Penantian mengenai besaran Upah Minimum Provinsi (UMP) 2026 akan berakhir pada Jumat, 21 November mendatang. Namun, menjelang pengumuman krusial tersebut, tarik-ulur sengit masih mewarnai perundingan antara serikat buruh dan asosiasi pengusaha, tanpa ada titik terang mengenai angka kenaikan. Muncul pertanyaan besar: apakah ‘jalan tengah’ yang digagas pemerintah akan benar-benar menjadi solusi adil bagi semua pihak, atau justru lebih memihak kepentingan pengusaha?
Dari kubu buruh, Konfederasi Serikat Pekerja Indonesia (KSPI) bersikeras menuntut kenaikan UMP 2026 sebesar 6,5% hingga 10,5%. Tuntutan ini didasarkan pada perhitungan cermat yang melibatkan angka inflasi, proyeksi pertumbuhan ekonomi, serta parameter indeks tertentu. Presiden KSPI, Said Iqbal, bahkan telah mengeluarkan peringatan keras pada Rabu (12/11) di Jakarta: “Jika tidak ada satu pun usulan yang disetujui, maka aksi mogok nasional akan digelar.”
Di sisi lain, Asosiasi Pengusaha Indonesia (Apindo) menyuarakan harapan agar penentuan UMP 2026 menggunakan “formula yang adil”. Ketua Apindo, Shinta Kamdani, pada Rabu (05/11) di Jakarta, menekankan pentingnya keputusan yang “tidak mengagetkan” dan “benar-benar fair bagi pengusaha dan pekerja,” mencerminkan keinginan akan kestabilan dan prediktabilitas.
Pemerintah, melalui Kementerian Ketenagakerjaan, memikul tanggung jawab besar dengan tenggat waktu hingga 21 November 2025 untuk mengumumkan formula UMP yang baru. Tenaga Ahli Utama Dewan Ekonomi Nasional (DEN), Luthfi Ridho, pada Kamis (13/11) di Jakarta, mengisyaratkan bahwa keputusan pemerintah akan mencoba merangkul kepentingan kedua belah pihak. “Memang mungkin tidak setinggi apa yang diharapkan buruh, tetapi juga tidak serendah apa yang diinginkan para pengusaha,” ujarnya, menggambarkan upaya mencari titik ekuilibrium.
Secara historis, formula dasar perhitungan UMP diatur dalam Peraturan Pemerintah (PP) Nomor 51 Tahun 2023, yang merupakan perubahan dari PP Nomor 36 Tahun 2021 tentang Pengupahan.
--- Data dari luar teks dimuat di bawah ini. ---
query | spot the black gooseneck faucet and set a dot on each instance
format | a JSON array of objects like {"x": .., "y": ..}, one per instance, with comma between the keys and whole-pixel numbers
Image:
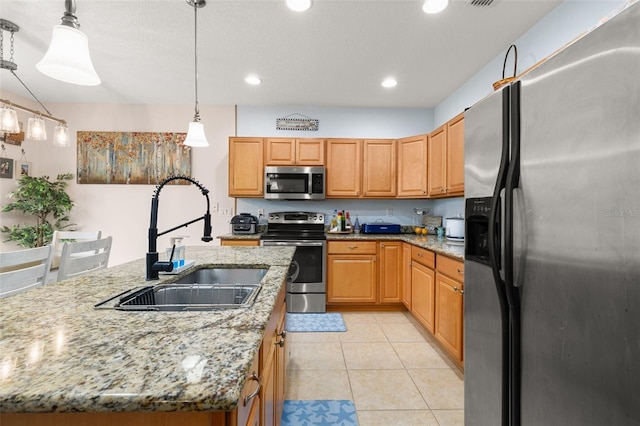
[{"x": 153, "y": 265}]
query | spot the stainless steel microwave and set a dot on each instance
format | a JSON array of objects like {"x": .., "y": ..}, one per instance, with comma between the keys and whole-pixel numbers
[{"x": 294, "y": 183}]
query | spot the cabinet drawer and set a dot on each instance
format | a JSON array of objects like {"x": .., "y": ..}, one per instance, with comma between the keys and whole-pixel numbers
[
  {"x": 451, "y": 268},
  {"x": 351, "y": 247},
  {"x": 423, "y": 256}
]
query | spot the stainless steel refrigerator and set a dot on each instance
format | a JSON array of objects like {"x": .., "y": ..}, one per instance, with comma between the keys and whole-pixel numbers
[{"x": 552, "y": 254}]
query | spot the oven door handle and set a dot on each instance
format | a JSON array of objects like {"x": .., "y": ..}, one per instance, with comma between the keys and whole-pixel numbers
[{"x": 293, "y": 243}]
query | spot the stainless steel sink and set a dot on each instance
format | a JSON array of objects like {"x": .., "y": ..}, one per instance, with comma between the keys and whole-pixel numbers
[{"x": 203, "y": 290}]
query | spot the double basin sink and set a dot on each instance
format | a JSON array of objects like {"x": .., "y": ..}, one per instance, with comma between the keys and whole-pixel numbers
[{"x": 201, "y": 290}]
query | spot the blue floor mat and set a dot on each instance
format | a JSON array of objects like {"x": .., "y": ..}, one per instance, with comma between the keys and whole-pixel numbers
[
  {"x": 319, "y": 413},
  {"x": 316, "y": 322}
]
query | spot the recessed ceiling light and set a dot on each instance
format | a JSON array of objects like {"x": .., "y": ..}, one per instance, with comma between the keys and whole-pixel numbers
[
  {"x": 389, "y": 82},
  {"x": 434, "y": 6},
  {"x": 299, "y": 5},
  {"x": 253, "y": 80}
]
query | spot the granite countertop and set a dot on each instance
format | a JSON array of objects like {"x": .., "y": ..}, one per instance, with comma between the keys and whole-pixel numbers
[
  {"x": 59, "y": 354},
  {"x": 430, "y": 242}
]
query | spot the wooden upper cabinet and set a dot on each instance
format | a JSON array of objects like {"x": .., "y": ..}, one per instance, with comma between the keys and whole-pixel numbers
[
  {"x": 379, "y": 168},
  {"x": 310, "y": 152},
  {"x": 290, "y": 152},
  {"x": 446, "y": 159},
  {"x": 437, "y": 165},
  {"x": 344, "y": 165},
  {"x": 246, "y": 167},
  {"x": 455, "y": 156},
  {"x": 412, "y": 167}
]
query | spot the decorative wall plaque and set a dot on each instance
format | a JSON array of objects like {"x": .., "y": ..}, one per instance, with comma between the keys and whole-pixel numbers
[
  {"x": 132, "y": 157},
  {"x": 304, "y": 123}
]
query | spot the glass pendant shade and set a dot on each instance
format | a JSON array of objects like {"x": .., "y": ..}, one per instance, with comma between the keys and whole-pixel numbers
[
  {"x": 61, "y": 135},
  {"x": 36, "y": 129},
  {"x": 435, "y": 6},
  {"x": 9, "y": 120},
  {"x": 68, "y": 58},
  {"x": 195, "y": 135}
]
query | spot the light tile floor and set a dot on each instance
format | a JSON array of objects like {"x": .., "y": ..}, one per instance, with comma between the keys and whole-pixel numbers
[{"x": 392, "y": 370}]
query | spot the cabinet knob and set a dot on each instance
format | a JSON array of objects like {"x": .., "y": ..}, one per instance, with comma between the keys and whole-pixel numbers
[{"x": 253, "y": 394}]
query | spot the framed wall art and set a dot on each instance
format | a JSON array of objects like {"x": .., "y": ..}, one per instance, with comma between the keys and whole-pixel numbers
[
  {"x": 6, "y": 168},
  {"x": 132, "y": 157},
  {"x": 23, "y": 168}
]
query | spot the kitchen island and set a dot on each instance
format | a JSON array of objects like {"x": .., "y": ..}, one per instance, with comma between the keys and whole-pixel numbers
[{"x": 61, "y": 355}]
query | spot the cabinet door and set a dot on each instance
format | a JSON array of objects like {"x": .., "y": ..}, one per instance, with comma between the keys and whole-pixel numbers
[
  {"x": 379, "y": 168},
  {"x": 280, "y": 151},
  {"x": 449, "y": 315},
  {"x": 455, "y": 156},
  {"x": 351, "y": 279},
  {"x": 422, "y": 295},
  {"x": 437, "y": 169},
  {"x": 249, "y": 406},
  {"x": 412, "y": 167},
  {"x": 310, "y": 152},
  {"x": 406, "y": 275},
  {"x": 390, "y": 282},
  {"x": 344, "y": 165},
  {"x": 246, "y": 167},
  {"x": 281, "y": 363}
]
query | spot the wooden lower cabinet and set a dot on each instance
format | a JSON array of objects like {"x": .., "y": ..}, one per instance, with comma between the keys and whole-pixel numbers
[
  {"x": 240, "y": 243},
  {"x": 364, "y": 273},
  {"x": 390, "y": 278},
  {"x": 422, "y": 295},
  {"x": 449, "y": 301},
  {"x": 406, "y": 275}
]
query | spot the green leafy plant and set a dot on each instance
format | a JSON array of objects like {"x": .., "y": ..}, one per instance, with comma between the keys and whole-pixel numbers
[{"x": 40, "y": 198}]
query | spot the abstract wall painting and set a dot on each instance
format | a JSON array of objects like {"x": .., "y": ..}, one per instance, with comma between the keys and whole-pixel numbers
[{"x": 132, "y": 157}]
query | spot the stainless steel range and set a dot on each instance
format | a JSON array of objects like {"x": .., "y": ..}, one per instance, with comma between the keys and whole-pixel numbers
[{"x": 306, "y": 283}]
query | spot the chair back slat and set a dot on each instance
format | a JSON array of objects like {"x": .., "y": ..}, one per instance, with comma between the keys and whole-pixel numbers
[
  {"x": 24, "y": 269},
  {"x": 83, "y": 257}
]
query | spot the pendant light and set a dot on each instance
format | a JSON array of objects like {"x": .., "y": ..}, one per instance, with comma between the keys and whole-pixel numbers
[
  {"x": 9, "y": 120},
  {"x": 68, "y": 58},
  {"x": 195, "y": 135},
  {"x": 36, "y": 130},
  {"x": 61, "y": 135}
]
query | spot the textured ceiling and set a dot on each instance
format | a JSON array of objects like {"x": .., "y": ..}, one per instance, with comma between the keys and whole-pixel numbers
[{"x": 335, "y": 54}]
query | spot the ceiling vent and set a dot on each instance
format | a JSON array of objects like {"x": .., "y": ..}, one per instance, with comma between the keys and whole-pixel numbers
[{"x": 480, "y": 3}]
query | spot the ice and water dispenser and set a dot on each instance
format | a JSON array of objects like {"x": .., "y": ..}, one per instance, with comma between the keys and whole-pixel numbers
[{"x": 477, "y": 212}]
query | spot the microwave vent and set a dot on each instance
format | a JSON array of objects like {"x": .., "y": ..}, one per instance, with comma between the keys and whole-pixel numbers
[{"x": 479, "y": 3}]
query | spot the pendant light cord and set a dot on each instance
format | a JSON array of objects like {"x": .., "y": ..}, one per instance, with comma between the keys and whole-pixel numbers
[{"x": 195, "y": 48}]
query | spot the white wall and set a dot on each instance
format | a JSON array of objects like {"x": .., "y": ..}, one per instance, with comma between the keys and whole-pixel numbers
[
  {"x": 337, "y": 122},
  {"x": 123, "y": 211},
  {"x": 566, "y": 22}
]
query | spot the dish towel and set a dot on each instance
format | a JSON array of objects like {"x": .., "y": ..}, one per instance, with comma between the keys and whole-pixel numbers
[
  {"x": 315, "y": 322},
  {"x": 319, "y": 412}
]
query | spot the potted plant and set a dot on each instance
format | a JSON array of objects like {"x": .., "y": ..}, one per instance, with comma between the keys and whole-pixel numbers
[{"x": 42, "y": 199}]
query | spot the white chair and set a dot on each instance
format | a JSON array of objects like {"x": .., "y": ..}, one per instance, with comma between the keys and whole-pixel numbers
[
  {"x": 24, "y": 269},
  {"x": 83, "y": 257},
  {"x": 61, "y": 237},
  {"x": 58, "y": 240}
]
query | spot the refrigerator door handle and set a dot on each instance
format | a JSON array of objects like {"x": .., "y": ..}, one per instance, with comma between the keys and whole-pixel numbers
[
  {"x": 512, "y": 292},
  {"x": 495, "y": 224}
]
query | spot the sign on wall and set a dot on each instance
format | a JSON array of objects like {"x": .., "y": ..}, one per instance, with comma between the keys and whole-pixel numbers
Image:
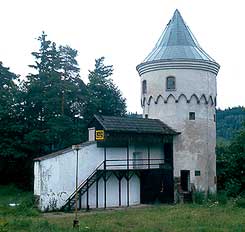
[{"x": 99, "y": 135}]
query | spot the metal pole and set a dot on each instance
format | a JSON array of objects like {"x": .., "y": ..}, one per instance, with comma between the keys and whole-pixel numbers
[{"x": 76, "y": 221}]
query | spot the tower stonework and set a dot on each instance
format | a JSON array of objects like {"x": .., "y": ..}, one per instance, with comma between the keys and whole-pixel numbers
[{"x": 179, "y": 87}]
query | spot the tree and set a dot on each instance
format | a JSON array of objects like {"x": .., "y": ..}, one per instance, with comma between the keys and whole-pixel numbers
[
  {"x": 231, "y": 164},
  {"x": 11, "y": 128},
  {"x": 104, "y": 96},
  {"x": 54, "y": 99}
]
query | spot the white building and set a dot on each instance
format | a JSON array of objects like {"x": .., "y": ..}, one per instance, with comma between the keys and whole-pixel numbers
[{"x": 130, "y": 161}]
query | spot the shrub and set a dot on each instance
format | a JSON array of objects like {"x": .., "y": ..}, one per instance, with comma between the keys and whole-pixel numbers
[
  {"x": 222, "y": 197},
  {"x": 199, "y": 197},
  {"x": 232, "y": 187},
  {"x": 240, "y": 202}
]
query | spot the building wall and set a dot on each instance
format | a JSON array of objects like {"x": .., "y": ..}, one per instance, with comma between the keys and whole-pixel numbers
[
  {"x": 194, "y": 148},
  {"x": 54, "y": 177}
]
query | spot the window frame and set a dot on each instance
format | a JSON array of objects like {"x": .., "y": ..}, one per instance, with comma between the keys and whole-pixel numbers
[
  {"x": 144, "y": 87},
  {"x": 167, "y": 80},
  {"x": 192, "y": 116}
]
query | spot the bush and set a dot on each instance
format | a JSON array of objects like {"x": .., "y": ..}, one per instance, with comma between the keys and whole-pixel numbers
[
  {"x": 199, "y": 197},
  {"x": 222, "y": 197},
  {"x": 232, "y": 187},
  {"x": 240, "y": 202}
]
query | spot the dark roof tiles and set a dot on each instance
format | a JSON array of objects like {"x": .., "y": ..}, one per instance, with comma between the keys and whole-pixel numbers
[{"x": 137, "y": 125}]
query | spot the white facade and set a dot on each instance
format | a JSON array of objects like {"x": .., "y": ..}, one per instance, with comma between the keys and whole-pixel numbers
[{"x": 54, "y": 176}]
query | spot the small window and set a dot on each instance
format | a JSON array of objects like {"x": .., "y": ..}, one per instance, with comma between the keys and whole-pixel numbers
[
  {"x": 185, "y": 180},
  {"x": 197, "y": 173},
  {"x": 192, "y": 116},
  {"x": 170, "y": 83},
  {"x": 144, "y": 87}
]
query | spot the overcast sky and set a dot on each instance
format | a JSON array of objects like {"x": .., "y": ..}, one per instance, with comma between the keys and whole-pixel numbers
[{"x": 125, "y": 31}]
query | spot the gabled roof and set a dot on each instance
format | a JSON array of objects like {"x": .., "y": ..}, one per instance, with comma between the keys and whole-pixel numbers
[
  {"x": 177, "y": 43},
  {"x": 134, "y": 125}
]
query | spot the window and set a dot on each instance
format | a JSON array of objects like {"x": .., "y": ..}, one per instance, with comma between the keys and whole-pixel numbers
[
  {"x": 192, "y": 116},
  {"x": 185, "y": 180},
  {"x": 197, "y": 173},
  {"x": 170, "y": 83},
  {"x": 144, "y": 87}
]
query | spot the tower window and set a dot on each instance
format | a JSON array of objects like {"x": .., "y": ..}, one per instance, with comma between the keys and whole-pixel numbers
[
  {"x": 170, "y": 83},
  {"x": 192, "y": 116},
  {"x": 144, "y": 87}
]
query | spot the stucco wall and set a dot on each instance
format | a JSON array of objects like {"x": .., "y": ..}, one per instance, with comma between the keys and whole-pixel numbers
[
  {"x": 194, "y": 148},
  {"x": 55, "y": 177}
]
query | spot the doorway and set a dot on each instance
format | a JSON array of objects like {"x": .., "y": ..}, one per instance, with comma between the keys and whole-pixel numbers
[{"x": 156, "y": 186}]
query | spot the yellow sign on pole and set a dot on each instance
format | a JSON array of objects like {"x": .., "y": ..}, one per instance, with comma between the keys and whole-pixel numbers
[{"x": 99, "y": 135}]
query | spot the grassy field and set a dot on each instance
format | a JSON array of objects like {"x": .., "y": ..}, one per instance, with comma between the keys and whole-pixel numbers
[{"x": 187, "y": 217}]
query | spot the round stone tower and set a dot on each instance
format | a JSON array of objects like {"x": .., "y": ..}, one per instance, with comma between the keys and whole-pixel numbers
[{"x": 178, "y": 81}]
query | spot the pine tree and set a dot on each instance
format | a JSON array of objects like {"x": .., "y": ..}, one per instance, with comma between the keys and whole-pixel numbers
[{"x": 104, "y": 96}]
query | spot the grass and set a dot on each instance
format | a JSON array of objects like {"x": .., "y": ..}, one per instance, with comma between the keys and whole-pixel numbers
[{"x": 185, "y": 217}]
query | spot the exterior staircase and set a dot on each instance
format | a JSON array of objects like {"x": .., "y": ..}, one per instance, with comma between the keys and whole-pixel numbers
[{"x": 83, "y": 188}]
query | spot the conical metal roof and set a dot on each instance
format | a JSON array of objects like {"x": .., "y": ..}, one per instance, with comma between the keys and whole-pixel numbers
[{"x": 177, "y": 43}]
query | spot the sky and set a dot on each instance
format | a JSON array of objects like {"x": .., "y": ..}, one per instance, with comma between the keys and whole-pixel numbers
[{"x": 124, "y": 32}]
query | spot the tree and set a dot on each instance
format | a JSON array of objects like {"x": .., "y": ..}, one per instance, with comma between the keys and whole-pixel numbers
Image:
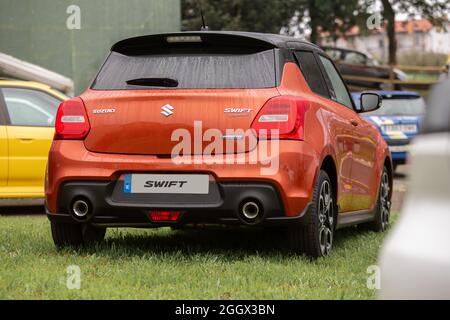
[
  {"x": 434, "y": 10},
  {"x": 271, "y": 16},
  {"x": 240, "y": 15}
]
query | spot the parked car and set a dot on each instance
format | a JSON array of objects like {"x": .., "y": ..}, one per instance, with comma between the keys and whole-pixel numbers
[
  {"x": 115, "y": 160},
  {"x": 356, "y": 63},
  {"x": 415, "y": 260},
  {"x": 27, "y": 117},
  {"x": 398, "y": 120}
]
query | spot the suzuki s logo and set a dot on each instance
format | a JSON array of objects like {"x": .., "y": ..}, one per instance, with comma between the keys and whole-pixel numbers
[{"x": 167, "y": 110}]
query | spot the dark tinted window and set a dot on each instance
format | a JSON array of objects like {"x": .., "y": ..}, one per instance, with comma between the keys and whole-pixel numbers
[
  {"x": 311, "y": 72},
  {"x": 191, "y": 71},
  {"x": 438, "y": 114},
  {"x": 339, "y": 90}
]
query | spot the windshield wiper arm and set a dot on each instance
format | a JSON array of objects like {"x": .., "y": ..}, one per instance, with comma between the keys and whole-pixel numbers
[{"x": 154, "y": 82}]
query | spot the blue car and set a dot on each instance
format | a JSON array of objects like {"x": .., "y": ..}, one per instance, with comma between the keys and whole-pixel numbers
[{"x": 398, "y": 120}]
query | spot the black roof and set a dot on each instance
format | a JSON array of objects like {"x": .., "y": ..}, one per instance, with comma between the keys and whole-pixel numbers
[{"x": 223, "y": 38}]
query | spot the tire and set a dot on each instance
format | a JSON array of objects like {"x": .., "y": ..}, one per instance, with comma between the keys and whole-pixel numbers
[
  {"x": 383, "y": 206},
  {"x": 315, "y": 238},
  {"x": 76, "y": 235}
]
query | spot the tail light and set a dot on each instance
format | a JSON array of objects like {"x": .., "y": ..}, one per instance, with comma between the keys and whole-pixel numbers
[
  {"x": 164, "y": 215},
  {"x": 71, "y": 120},
  {"x": 281, "y": 118}
]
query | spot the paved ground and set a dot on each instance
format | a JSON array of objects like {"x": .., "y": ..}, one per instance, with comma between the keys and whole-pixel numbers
[{"x": 32, "y": 208}]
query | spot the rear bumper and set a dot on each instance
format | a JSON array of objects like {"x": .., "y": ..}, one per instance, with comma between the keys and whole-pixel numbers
[{"x": 108, "y": 212}]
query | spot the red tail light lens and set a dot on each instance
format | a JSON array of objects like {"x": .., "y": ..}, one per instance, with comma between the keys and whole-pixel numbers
[
  {"x": 71, "y": 120},
  {"x": 281, "y": 117},
  {"x": 164, "y": 215}
]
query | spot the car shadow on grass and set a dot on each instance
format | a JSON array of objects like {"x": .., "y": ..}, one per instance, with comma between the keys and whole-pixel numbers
[{"x": 229, "y": 243}]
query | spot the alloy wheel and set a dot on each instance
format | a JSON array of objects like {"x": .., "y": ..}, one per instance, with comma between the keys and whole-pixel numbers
[{"x": 326, "y": 218}]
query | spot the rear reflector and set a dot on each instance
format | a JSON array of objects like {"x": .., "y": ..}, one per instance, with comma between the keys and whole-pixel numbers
[
  {"x": 71, "y": 120},
  {"x": 164, "y": 215},
  {"x": 281, "y": 118}
]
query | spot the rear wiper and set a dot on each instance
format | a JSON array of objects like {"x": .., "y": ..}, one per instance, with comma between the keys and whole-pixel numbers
[{"x": 154, "y": 82}]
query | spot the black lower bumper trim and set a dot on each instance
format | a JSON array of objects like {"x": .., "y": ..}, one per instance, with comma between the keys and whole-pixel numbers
[{"x": 223, "y": 210}]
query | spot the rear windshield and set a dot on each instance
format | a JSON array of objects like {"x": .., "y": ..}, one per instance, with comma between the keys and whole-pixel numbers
[{"x": 188, "y": 71}]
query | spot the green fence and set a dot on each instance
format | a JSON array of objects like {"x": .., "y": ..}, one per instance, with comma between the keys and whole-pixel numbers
[{"x": 36, "y": 31}]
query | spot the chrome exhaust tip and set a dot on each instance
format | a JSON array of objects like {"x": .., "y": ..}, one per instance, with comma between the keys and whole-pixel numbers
[{"x": 80, "y": 208}]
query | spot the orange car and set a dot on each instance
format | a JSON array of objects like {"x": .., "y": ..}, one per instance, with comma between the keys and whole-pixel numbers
[{"x": 217, "y": 128}]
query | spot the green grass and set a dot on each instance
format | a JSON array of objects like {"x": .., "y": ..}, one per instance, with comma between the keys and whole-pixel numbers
[{"x": 190, "y": 264}]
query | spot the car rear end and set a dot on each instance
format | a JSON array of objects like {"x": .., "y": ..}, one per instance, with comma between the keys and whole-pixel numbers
[{"x": 135, "y": 149}]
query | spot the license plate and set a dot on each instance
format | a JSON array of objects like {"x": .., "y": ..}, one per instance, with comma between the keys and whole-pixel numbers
[{"x": 166, "y": 183}]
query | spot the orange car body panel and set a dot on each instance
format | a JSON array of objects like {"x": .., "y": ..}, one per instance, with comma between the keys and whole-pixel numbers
[{"x": 111, "y": 146}]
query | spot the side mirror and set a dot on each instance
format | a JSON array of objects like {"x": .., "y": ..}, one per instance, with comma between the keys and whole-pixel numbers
[{"x": 369, "y": 101}]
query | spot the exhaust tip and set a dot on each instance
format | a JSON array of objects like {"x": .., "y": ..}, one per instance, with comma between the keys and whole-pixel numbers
[
  {"x": 80, "y": 208},
  {"x": 251, "y": 211}
]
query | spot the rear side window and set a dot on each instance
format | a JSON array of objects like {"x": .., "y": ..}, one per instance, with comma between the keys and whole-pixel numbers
[
  {"x": 311, "y": 72},
  {"x": 28, "y": 107},
  {"x": 188, "y": 71},
  {"x": 339, "y": 92}
]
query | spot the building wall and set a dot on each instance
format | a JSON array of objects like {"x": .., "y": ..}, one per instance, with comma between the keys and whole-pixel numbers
[{"x": 36, "y": 31}]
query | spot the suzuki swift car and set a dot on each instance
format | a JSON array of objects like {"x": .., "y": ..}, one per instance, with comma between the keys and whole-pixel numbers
[
  {"x": 398, "y": 120},
  {"x": 27, "y": 118},
  {"x": 217, "y": 128}
]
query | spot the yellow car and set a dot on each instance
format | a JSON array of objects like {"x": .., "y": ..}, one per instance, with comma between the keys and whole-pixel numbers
[{"x": 27, "y": 117}]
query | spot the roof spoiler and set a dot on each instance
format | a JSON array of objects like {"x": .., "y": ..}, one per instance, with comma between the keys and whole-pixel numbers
[{"x": 229, "y": 41}]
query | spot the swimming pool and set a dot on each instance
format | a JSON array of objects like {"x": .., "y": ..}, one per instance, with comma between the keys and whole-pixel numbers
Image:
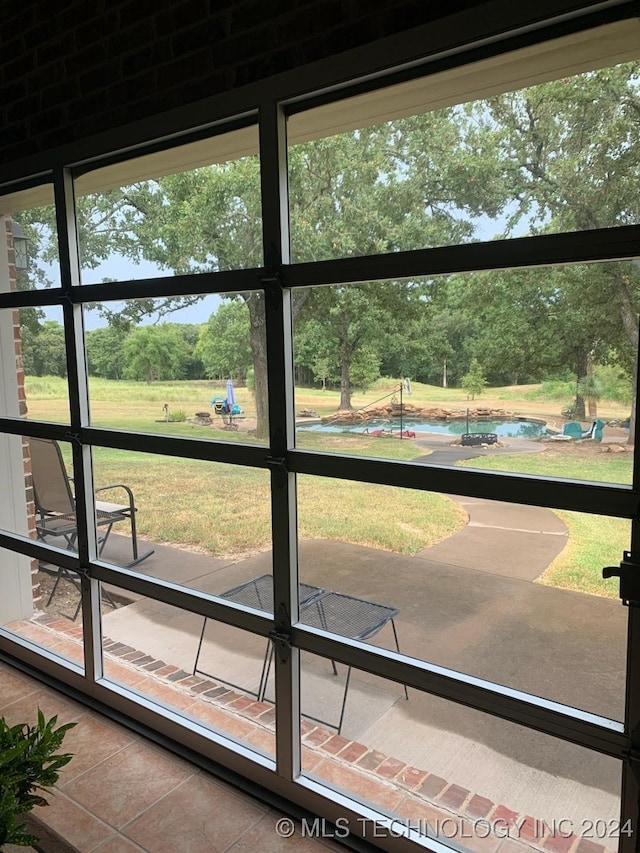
[{"x": 503, "y": 429}]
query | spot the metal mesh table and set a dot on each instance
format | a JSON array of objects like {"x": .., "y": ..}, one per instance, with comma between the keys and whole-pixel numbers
[
  {"x": 350, "y": 617},
  {"x": 257, "y": 593},
  {"x": 345, "y": 615}
]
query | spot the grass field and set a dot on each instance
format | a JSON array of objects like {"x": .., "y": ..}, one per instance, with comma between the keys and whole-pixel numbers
[
  {"x": 594, "y": 541},
  {"x": 225, "y": 509}
]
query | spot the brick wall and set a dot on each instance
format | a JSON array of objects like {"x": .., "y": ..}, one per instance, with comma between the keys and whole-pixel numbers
[
  {"x": 22, "y": 401},
  {"x": 77, "y": 68}
]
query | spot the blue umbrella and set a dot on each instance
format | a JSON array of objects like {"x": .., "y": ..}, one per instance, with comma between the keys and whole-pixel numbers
[{"x": 231, "y": 396}]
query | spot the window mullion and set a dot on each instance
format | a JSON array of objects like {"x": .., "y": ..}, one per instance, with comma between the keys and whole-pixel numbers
[
  {"x": 273, "y": 156},
  {"x": 79, "y": 410}
]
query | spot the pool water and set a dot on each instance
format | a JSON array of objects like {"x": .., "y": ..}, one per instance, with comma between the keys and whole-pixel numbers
[{"x": 503, "y": 429}]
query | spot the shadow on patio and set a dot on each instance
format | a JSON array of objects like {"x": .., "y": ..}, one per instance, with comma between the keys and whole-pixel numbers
[{"x": 423, "y": 758}]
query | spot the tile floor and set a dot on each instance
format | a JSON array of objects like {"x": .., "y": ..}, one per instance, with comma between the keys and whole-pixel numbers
[{"x": 122, "y": 793}]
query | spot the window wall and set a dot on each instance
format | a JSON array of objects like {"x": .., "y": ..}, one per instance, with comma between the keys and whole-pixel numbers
[{"x": 318, "y": 430}]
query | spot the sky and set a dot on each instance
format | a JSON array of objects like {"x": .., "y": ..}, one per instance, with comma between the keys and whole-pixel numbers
[{"x": 123, "y": 269}]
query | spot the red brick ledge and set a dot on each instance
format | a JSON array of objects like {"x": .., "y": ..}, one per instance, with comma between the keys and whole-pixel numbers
[{"x": 429, "y": 797}]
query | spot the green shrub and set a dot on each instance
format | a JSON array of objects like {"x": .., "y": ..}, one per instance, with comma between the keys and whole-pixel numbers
[
  {"x": 177, "y": 416},
  {"x": 28, "y": 764}
]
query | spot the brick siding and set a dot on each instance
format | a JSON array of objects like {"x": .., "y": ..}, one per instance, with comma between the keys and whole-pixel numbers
[
  {"x": 22, "y": 402},
  {"x": 74, "y": 69}
]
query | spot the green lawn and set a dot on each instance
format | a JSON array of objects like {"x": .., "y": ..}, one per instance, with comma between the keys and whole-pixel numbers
[
  {"x": 225, "y": 509},
  {"x": 594, "y": 541}
]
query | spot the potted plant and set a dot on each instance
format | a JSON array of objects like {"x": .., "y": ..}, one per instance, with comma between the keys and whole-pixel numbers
[{"x": 29, "y": 763}]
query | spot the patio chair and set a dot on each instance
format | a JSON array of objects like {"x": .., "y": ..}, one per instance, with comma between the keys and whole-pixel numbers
[{"x": 56, "y": 507}]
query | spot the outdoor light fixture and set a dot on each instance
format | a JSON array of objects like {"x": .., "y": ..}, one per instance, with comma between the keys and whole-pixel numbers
[{"x": 20, "y": 246}]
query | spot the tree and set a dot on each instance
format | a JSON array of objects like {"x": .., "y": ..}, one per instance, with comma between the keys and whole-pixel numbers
[
  {"x": 474, "y": 381},
  {"x": 43, "y": 349},
  {"x": 105, "y": 351},
  {"x": 572, "y": 155},
  {"x": 154, "y": 352},
  {"x": 223, "y": 345}
]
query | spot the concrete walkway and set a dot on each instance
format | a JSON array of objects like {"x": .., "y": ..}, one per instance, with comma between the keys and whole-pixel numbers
[{"x": 467, "y": 603}]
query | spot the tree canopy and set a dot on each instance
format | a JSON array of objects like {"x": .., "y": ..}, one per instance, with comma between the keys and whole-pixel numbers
[{"x": 556, "y": 157}]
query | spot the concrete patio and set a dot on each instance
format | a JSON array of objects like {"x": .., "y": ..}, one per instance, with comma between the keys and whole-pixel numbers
[{"x": 468, "y": 603}]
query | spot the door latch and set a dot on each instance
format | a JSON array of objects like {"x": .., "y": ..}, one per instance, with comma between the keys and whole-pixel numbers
[{"x": 629, "y": 573}]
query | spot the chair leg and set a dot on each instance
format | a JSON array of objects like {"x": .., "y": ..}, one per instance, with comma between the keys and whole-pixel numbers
[
  {"x": 395, "y": 636},
  {"x": 195, "y": 663},
  {"x": 344, "y": 700}
]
Aturan ini menjadi pedoman dalam penetapan UMP untuk tahun 2024 dan 2025. Namun, untuk UMP 2026, landasan hukumnya akan berbeda secara signifikan. Perubahan ini menyusul Putusan Mahkamah Konstitusi (MK) Nomor 168/PUU-XXI/2023 yang diterbitkan pada 31 Oktober 2024. Putusan penting ini mencabut dan merevisi beberapa pasal dalam Undang-Undang Cipta Kerja, khususnya yang berkaitan dengan metode penghitungan upah minimum, karena dianggap tidak selaras dengan UUD 1945. Menteri Ketenagakerjaan Yassierli pada Senin (13/10) di Jakarta telah menegaskan komitmen pemerintah: “Ya benar, harus [sesuai putusan MK dan poin-poinnya]. Itu nomor satu. Jadi pemerintah wajib dan kita kemudian berkomitmen untuk melaksanakan keputusan MK.” Formula baru UMP dipastikan akan mengakomodasi putusan tersebut.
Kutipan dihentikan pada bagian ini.